Cayman Islands proposes income tax on foreign workers

GEORGE TOWN, Cayman Islands,  (Reuters) – Known as a tax haven for the mega rich around the world, the Cayman Islands is proposing the unthinkable: a direct tax on expatriates to help fix the budget woes of the British territory.

The proposal – called a “community enhancement fee” and unprecedented in the island’s history – is effectively a 10 percent payroll tax on all foreign workers earning income over US$24,000 in the Cayman Islands.

Blaming the previous administration and Britain’s hard line on the island’s budget for the current financial problems, the premier said the measure was the least onerous approach with the Cayman Islands already one month into a new fiscal year.

“This is a tremendous step away from the normal government budget, but (London) has the upper hand,” Cayman Islands Premier McKeeva Bush said.

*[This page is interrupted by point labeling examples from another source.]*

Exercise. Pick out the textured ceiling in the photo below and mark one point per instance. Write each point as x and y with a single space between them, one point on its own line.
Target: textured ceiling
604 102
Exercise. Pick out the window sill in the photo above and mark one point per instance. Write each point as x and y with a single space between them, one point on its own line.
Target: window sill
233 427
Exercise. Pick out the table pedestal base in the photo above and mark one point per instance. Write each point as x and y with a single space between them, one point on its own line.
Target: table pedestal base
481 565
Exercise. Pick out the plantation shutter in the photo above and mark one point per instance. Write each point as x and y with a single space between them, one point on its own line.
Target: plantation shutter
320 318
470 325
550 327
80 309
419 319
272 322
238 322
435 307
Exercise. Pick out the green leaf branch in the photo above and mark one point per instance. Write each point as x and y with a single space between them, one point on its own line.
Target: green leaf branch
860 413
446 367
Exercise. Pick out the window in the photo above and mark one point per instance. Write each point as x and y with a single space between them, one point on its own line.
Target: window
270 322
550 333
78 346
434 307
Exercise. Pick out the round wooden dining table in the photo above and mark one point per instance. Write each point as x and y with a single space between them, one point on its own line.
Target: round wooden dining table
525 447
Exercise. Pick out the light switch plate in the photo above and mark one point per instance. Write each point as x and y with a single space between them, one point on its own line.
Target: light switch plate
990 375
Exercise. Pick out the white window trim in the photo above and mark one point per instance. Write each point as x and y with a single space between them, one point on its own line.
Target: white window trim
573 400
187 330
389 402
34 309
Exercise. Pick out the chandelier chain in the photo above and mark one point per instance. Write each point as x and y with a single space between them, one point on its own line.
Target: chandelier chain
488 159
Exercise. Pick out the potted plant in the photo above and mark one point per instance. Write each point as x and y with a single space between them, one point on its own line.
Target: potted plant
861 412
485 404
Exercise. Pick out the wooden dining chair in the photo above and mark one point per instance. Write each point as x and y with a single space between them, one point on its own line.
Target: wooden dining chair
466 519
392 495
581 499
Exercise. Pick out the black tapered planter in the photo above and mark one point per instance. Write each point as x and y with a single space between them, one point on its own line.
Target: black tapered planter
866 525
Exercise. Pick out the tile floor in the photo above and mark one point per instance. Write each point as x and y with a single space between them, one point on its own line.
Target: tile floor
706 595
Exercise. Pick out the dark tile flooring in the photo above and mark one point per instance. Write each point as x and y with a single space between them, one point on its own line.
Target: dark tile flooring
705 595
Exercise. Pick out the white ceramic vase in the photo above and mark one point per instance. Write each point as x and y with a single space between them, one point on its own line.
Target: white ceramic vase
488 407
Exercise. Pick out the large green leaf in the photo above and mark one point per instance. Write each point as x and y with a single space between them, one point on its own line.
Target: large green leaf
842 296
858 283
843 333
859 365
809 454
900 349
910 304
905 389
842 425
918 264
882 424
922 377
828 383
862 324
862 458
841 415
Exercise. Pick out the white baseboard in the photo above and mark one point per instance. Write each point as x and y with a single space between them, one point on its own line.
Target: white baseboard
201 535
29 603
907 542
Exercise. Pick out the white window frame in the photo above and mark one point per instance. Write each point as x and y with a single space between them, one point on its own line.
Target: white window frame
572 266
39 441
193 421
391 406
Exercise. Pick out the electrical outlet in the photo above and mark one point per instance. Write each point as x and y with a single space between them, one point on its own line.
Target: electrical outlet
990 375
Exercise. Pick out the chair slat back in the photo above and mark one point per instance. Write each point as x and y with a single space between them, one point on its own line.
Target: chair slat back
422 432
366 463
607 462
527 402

Barely two years ago, in the face of pressure from Britain to increase the territory’s revenue, Bush stated “our position is, and will continue to consistently be, that we do not believe that direct taxes are good for this country.”

While foreign workers make up about 50 percent of the labor force, there are plenty of loopholes that would exclude the majority of the top earners in the county as well as civil servants, leaving the bulk of the payroll tax burden to middle- class income workers in the private sector.

The 10 percent tax proposal has shaken up the business community in the Cayman Islands, with some calling for a public protest against “taxation without representation” on Monday.

The territory, a beach-lined group of islands south of Cuba, is home to most of the world’s hedge funds and has long relied on the “no direct taxation” model as a cornerstone of its lucrative financial industry.